Monday, January 10, 2011

Exploding Myths

In 2011, let's hear it for myth-busting. Yep. I'd like to challenge my dearly-held beliefs about myself and my life to a round in the ring.

“I don't like the cold.” It's true that I am a summer creature at heart, but this should not mean that each winter Saturday that dawns gloomy must besmirch my mood. No more letting myself succumb to interior rainy weather just because the sun refuses to shine. Yesterday I took an epic muddy bike ride all around Spring Lake, came home with icy hands and ears, but felt amazing.

“I have no time to write.” Just a week into the new year and already this one's been knocked about. If I have deadlines, I have (I make!) the time to write, and somehow I always end up finishing something I'm at the least not embarrassed of, but often that I really like. Now, I know those literary magazines out there are not waiting around for my essays, so I've got to figure out a way to impose deadlines on myself, to actually finish tinkering, and release my words by submitting them.

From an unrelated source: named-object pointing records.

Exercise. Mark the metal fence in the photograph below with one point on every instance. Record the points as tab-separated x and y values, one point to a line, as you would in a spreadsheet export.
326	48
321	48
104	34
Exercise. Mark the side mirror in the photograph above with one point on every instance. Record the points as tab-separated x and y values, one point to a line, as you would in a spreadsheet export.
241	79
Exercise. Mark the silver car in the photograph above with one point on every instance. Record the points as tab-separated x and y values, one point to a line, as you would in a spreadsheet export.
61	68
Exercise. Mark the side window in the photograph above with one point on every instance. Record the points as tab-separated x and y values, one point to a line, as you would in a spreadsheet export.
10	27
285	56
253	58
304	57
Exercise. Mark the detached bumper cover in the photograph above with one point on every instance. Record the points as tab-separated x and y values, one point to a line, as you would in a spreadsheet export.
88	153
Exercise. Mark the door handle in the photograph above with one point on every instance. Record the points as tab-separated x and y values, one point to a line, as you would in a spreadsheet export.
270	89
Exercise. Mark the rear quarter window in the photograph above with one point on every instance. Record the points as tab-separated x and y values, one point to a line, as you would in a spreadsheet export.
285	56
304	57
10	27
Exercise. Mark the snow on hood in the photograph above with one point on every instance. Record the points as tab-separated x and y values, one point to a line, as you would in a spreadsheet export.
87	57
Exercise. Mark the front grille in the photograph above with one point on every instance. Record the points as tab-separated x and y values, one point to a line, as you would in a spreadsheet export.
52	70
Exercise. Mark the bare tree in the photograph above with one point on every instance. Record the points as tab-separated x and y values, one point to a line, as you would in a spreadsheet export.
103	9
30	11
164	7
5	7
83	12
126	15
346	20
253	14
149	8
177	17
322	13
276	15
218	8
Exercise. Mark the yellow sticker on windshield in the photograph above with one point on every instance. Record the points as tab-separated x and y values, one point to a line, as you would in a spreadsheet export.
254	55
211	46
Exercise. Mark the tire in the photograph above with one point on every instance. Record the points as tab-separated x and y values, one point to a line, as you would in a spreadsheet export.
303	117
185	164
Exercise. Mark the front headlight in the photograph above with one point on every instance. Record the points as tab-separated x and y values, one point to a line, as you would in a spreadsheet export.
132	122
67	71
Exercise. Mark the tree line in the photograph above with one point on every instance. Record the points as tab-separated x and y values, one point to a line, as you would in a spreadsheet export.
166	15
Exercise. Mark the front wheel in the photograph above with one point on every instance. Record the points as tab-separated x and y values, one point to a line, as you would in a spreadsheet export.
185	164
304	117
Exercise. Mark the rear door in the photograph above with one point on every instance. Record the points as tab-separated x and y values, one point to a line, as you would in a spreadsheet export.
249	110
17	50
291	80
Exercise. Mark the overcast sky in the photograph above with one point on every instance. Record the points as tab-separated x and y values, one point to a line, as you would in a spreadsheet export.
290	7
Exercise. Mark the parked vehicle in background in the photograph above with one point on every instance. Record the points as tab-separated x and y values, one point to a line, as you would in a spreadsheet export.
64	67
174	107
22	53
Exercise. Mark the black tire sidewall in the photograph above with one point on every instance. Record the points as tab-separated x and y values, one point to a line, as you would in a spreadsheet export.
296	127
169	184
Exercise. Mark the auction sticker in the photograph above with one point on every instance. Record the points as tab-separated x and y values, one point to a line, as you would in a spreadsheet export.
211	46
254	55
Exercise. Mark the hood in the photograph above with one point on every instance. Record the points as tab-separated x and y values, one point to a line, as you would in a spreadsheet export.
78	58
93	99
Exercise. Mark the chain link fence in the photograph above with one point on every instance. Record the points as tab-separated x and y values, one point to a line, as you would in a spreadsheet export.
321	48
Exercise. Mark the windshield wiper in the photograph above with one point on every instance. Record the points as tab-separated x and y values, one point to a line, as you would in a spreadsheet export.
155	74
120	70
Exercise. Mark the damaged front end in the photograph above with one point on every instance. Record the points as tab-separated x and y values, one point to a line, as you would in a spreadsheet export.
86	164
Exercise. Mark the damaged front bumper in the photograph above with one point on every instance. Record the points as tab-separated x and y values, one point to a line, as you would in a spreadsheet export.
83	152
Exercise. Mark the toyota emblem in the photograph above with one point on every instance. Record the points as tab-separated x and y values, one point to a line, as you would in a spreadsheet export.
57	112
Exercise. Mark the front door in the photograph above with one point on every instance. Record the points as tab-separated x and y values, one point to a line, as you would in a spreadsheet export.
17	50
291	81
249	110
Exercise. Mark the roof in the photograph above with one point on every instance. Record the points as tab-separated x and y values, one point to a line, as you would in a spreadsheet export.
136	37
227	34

“At 32, life is ripening too rapidly, I'm getting too old to...” This is just poppycock lunacy that I succumb to in my worst moments, like when I feel wiped out after a late night in San Francisco. I refuse to go gray-hair searching in the mirror just to make myself feel bad anymore! And: if I can learn Auld Lang Syne on the piano by reading the notes, I can still learn all kinds of songs.

“There is nothing to do in Sonoma County.” After nearly eight years in this county, sometimes it feels like I've explored every last forest meadow and beach cove, have seen the same bands too many times, have strolled the same neighborhood streets in the same little towns over and over again. And yet. I know there are still plenty of rocks to overturn. Just this past Friday, in fact, I took some students hiking at Shiloh Regional Park, a wholly new slice of green foggy goodness, and M and I discovered the Schulz museum's movie night: Alfred Hitchcock and candy bars for only three bucks each.

“I lack discipline for rituals.” Maybe it's my Catholic upbringing, but I absolutely love ritualistic living, prayers before meals and reading before bed-time. I want to take my spiritual exploration to new heights in order to better ground myself and enhance my marriage. Focusing on intentions and releasing worries are things that are easy to talk about, harder to actually do. Last Sunday, finally home after our harrowing travel experience, M and I took all of our travel-related documents and set them aflame atop our altar in the garden. Then we took turns throwing poppers on the pavement and shouting our good-byes to the junk of last year.